FlagDefaultFormatBehaviour
--socket-mode0600Octal (e.g. 0660)File mode applied via chmod(2) after bind. Pass 0660 to allow group access.

Layer 2: kernel credential verification

Linux

The observer sets SO_PASSCRED on the socket after binding. Every recvmsg(2) call then receives a SCM_CREDENTIALS ancillary message containing a struct ucred { pid, uid, gid } populated by the kernel. The observer compares ucred.pid against frame.pid from the VLP wire format. If they disagree the frame is silently dropped and varta_frame_auth_failures_total is incremented. The ucred.uid field is implicitly trusted by Layer 1 (--socket-mode 0600 already restricts access to the owning UID), but could be checked as a fail-safe if a permission bypass is ever discovered.

macOS

On macOS, the observer first attempts getsockopt(LOCAL_PEERTOKEN) immediately after each recvmsg(2). LOCAL_PEERTOKEN returns an audit_token_t containing the sender’s PID, UID, GID, and audit information. Because the observer is single-threaded and calls getsockopt immediately after recvmsg, no other datagram can arrive between the two syscalls.

When LOCAL_PEERTOKEN succeeds, the observer performs the same PID + UID verification as on Linux. When it fails (e.g. on older macOS versions or unconnected SOCK_DGRAM where the kernel doesn’t expose per-datagram credentials), the observer falls back to two separate getsockopt calls:

  1. LOCAL_PEERPID (0x0002) — returns the peer’s PID directly.
  2. LOCAL_PEERCRED (0x0001) — returns a struct xucred with the peer’s UID in cr_uid.

If the fallback also fails, the observer falls back to the sentinel PID 0 — relying on --socket-mode 0600 as the primary defence.

FreeBSD, DragonFly BSD, NetBSD

On FreeBSD-family platforms, the observer sets LOCAL_CREDS on the socket (value 0x0002 on FreeBSD/DragonFly, 0x0001 on NetBSD). Every recvmsg(2) then receives a SCM_CREDS ancillary message containing a struct cmsgcred { cmcred_pid, cmcred_uid, cmcred_euid, cmcred_gid, ... } populated by the kernel. The observer extracts cmcred_pid and cmcred_euid and performs the same PID + UID verification as on Linux.

The ancillary buffer is sized at 256 bytes — sufficient for the 84-byte cmsgcred with generous headroom for future kernel extensions.

Note: On platforms other than Linux, macOS, FreeBSD, DragonFly, and NetBSD (OpenBSD, Solaris, illumos, etc.), varta-watch emits a startup warning via stderr: "per-datagram PID verification is unavailable. The only defence is --socket-mode (default 0600); any process under the same UID can impersonate any PID." This is by design — the kernel does not expose per-datagram peer credentials for unconnected SOCK_DGRAM on these platforms. Containers that run multiple processes under the same UID should be aware of this limitation.
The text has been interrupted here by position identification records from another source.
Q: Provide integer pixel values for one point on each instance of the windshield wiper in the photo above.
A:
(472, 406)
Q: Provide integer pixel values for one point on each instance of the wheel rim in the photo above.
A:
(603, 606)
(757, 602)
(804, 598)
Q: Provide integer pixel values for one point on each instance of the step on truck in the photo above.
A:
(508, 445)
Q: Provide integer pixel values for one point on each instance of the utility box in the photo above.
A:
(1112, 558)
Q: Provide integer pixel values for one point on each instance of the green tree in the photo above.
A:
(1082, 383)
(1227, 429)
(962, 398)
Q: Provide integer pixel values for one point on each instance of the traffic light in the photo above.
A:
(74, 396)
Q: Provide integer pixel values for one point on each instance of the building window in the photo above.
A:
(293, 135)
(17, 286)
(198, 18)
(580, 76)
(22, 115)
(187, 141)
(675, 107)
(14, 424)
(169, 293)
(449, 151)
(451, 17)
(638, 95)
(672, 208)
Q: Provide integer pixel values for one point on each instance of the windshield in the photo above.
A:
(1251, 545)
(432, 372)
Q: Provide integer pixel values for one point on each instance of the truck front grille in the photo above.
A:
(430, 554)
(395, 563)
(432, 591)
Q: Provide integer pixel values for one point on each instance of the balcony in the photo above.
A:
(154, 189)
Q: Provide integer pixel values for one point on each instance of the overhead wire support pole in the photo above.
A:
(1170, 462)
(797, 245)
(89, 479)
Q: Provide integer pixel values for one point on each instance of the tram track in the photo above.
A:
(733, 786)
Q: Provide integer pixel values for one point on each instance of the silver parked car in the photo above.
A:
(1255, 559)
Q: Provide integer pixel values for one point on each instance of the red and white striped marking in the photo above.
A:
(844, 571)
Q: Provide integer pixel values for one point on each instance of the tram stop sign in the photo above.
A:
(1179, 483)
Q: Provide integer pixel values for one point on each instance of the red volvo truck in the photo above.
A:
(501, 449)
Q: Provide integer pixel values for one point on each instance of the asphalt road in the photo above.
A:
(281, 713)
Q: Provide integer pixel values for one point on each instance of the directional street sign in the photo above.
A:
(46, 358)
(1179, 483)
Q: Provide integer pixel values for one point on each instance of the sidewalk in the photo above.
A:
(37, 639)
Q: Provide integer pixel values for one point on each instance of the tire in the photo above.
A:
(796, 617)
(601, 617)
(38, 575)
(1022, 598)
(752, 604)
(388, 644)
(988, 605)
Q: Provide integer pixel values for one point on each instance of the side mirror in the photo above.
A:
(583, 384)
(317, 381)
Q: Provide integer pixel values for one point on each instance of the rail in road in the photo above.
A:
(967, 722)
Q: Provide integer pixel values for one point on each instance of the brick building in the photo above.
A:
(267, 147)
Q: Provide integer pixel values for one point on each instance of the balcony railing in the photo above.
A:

UDP transport authentication

For network-based agents that emit beats over UDP, the trust model is cryptographic, not kernel-attested. UDP has no peer-credential mechanism on any platform — recvmsg(2) cannot tell the observer who sent a datagram, only where it claims to be from. Varta therefore requires authentication at the AEAD layer, and refuses to bind an unauthenticated UDP listener without two layers of explicit opt-in.

Compile-time features (crates/varta-watch/Cargo.toml)

Cargo featureWhat it enablesProduction posture
secure-udpSecureUdpListener (ChaCha20-Poly1305 AEAD + per-sender replay)Recommended
unsafe-plaintext-udpUdpListener (no authentication)Forbidden in production
udp-coreInternal — shared UDP socket wiring(transitive)

A build that does not include unsafe-plaintext-udp cannot link the plaintext path at all. Passing --udp-port without keys to such a build hard-errors at startup; there is no warn-and-continue path.

Runtime selection rules

When --udp-port is set, the observer chooses exactly one listener:

  1. If --features secure-udp is compiled in and --key-file / --master-key-file resolve to a usable key, bind SecureUdpListener.
  2. Otherwise, only the plaintext path remains. It is bound only if both --features unsafe-plaintext-udp is compiled in and --i-accept-plaintext-udp was passed on the command line.
  3. Any other configuration is a hard error (InvalidInput).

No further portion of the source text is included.